Reply 200 of 238, by VivienM
douglar wrote on 2023-11-29, 00:52:The crazy thing about these rigs to me wasn’t so much their high cost, but how much faster they were than the system you might have owned at the time when they came out and how quickly they became too slow to play the latest games.
Yup... and that continued until, basically, the rise of the C2Q/C2Q in 2006 and following.
Before then, you replaced your 4 year old computer and you got like 3-4X the performance and 3-10X the RAM. Not to mention HUUUUUUGE increases in storage too. Equally true at the high end, low end, and middle end.
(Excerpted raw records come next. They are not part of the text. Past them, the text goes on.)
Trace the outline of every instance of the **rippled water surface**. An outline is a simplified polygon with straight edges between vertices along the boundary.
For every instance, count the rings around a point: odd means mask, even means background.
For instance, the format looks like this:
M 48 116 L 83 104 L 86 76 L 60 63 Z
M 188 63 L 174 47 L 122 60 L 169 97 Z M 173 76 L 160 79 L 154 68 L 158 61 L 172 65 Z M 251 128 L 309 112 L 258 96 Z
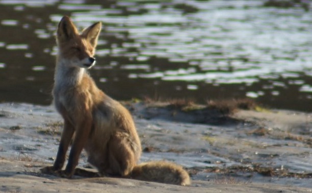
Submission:
M 310 111 L 311 12 L 264 2 L 0 1 L 0 100 L 50 103 L 67 15 L 80 29 L 103 23 L 90 74 L 117 99 L 247 96 Z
And, really, unlike the situation nowadays, there was no low/middle end back then, the middle end was just 18 months earlier's high end and the low end was 3 years earlier's high end. That started to change around 1998 with the launch of Celerons and the like - dedicated low-end stuff with a nearly-full complement of modern interfaces. And you started to see things get discontinued rather than moving lower-end, e.g. PIIIs on 440BXes were not sold as low-end systems in 2002, you got a Celeron HotBurst on an SDRAM i845 instead.
Thinking back about it, I understand a lot more why parents and older folks were just 'wait, I just spent $2500 on this thing three years ago and it needs to be replaced again?!?" When you're 12, three years feels like an eternity; when you're 40, three years is like... yesterday.